The prehistoric Puebloan Indian ruins on Grand Gulch/Cedar Mesa Plateau are fascinating and provide great opportunity for thoughtful adventure. They were built hundreds of years ago by hardy native people who have come to be called the Anasazi. Expert stonemasons, they built homes on cliff faces and in alcoves throughout the Four Corners area. They also created intricate pottery and detailed rock art.

Ruins and relics from the Anasazi culture survive in many areas. Some sites are close to roads and can be visited with little effort. Some of the most interesting sites are far from roads and can only be seen by those willing to day hike or backpack into the wilderness. Grand Gulch is the showcase of wilderness Anasazi areas. It contains dozens of well-preserved ruins, rock art sites and artifacts. The Gulch is renowned as a hiking destination. It is a big, rugged wilderness that can only be explored by backpacking for days at a time.

However, some of the Grand Gulch treasures can be viewed by making day hikes into the canyons. For example, Perfect Kiva, my all-time favorite Anasazi site, is about 4.5 miles from the road and can visited day hiking — if you are in decent physical condition.
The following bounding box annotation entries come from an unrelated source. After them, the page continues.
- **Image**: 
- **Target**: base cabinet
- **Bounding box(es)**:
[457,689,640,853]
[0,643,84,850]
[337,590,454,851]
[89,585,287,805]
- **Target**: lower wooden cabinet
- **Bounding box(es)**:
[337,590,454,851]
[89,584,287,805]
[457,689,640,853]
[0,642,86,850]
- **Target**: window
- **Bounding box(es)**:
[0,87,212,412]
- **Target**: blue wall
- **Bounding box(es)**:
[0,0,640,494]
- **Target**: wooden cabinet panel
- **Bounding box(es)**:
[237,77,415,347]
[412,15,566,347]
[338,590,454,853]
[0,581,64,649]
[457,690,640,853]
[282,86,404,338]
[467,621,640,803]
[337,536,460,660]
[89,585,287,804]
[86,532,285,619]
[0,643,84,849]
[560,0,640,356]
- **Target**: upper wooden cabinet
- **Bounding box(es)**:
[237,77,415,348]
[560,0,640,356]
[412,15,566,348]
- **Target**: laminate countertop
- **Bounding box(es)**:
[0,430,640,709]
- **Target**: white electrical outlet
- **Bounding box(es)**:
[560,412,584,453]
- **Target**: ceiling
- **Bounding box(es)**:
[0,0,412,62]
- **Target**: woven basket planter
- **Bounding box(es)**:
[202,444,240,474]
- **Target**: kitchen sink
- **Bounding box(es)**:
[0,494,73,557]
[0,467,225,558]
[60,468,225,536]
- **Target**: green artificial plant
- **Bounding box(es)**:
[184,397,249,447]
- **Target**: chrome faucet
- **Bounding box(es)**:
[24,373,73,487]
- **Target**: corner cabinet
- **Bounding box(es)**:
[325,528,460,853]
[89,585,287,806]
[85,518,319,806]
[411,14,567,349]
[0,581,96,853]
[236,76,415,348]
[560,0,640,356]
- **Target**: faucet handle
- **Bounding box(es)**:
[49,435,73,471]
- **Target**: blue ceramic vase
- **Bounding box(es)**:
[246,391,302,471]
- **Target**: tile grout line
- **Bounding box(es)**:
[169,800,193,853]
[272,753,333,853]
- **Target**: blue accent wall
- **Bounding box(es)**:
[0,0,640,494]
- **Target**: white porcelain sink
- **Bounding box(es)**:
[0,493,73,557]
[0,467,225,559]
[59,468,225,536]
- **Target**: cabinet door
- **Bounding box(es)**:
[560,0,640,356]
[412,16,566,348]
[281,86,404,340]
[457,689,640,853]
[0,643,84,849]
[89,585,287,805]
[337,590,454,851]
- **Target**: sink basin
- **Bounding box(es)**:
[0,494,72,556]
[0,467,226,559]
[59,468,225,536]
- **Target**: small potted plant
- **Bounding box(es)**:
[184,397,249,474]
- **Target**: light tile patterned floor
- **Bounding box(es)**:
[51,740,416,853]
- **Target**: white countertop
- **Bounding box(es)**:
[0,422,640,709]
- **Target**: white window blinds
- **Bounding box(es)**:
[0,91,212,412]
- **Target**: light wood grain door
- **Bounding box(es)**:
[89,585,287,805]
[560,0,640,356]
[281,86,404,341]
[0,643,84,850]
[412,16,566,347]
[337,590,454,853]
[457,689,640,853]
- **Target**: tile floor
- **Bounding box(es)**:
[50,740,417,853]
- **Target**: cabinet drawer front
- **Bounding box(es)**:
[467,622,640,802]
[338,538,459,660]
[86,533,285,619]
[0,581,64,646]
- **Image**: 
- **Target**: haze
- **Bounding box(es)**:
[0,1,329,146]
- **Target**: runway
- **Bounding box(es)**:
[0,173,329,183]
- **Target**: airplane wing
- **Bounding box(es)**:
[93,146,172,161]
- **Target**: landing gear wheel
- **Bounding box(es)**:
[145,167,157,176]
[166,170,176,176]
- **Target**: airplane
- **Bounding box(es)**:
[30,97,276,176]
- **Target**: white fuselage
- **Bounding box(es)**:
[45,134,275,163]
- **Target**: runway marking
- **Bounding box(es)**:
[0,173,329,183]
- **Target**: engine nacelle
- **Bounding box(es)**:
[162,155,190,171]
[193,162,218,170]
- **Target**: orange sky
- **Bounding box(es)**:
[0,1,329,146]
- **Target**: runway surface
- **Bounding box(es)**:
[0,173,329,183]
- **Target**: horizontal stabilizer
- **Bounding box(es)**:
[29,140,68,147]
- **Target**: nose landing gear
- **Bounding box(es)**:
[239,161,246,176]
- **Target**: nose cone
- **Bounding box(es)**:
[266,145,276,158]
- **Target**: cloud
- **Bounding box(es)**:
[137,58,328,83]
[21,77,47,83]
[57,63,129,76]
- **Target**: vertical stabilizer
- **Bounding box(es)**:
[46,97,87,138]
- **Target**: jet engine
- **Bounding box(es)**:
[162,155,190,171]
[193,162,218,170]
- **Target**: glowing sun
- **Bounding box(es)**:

The trail is moderately difficult.

The photos illustrating this article were taken at Perfect Kiva and other nearby sites. I hope they whet your appetite and persuade you to explore this area. Grand Gulch would be worth hiking, even if it did not shelter ancient sites. It brings together a series of scenic canyons that provide unlimited opportunity for challenging hikes. But the ruins add an excitement that many people find addictive. I love them and feel a real compulsion to explore. . . to see more and more and more. Beware, this activity is contagious.

Grand Gulch is a testimony that hikers can enjoy Anasazi ruins without destroying them. The area is one of the most popular hiking destinations in Utah. These ruins are visited more frequently that most backcountry sites. But hikers in recent years have almost universally shown the respect the sites deserve. The ancient pottery shards and corncobs and grindstones are still there – waiting for your visit – despite having been viewed by scores of hikers. We hope you will do your part to preserve these sites. Look but don't touch. Take photos but nothing else.

Spring and fall are the best times to hike in Grand Gulch and many other southern Utah canyons. Daytime temperatures are mild and so hiking is enjoyable. Nights are crisp but not extreme. Summer temperatures can become very hot, but hikes can be enjoyed if you are careful. Some hiking is possible during warm, dry spells in winter, but extreme caution is needed.

Day hikers are required to register and pay a small fee. This can be accomplished at the Kan Gulch Ranger Station or at trailheads. Backpackers need to make reservations and must pay for a permit. Group size is limited to 12 individuals. Horsepackers are allowed in parts of Grand Gulch and must also make reservations in advance. The area is administered by BLM; that agency’s website provides detailed information about permits and fees:

A good map is essential, whether you are day hiking or backpacking. Maps focusing on this area are available on-line and at good map stores. Always stop at the Kane Gulch Ranger Station and get updates about conditions in the canyons. You need to know where you can expect to find reliable water sources, for example. Water is a major factor in this country. You can carry enough for a day hike, but if you are backpacking you will need to be able to locate, treat and carry water every day you are in the canyons.

Small streams flow in some areas, stop, then start again. Giardia is found in these streams, so treat or filter all water before drinking or using it for cooking. Storms can turn these small streams into raging torrents. Watch the weather.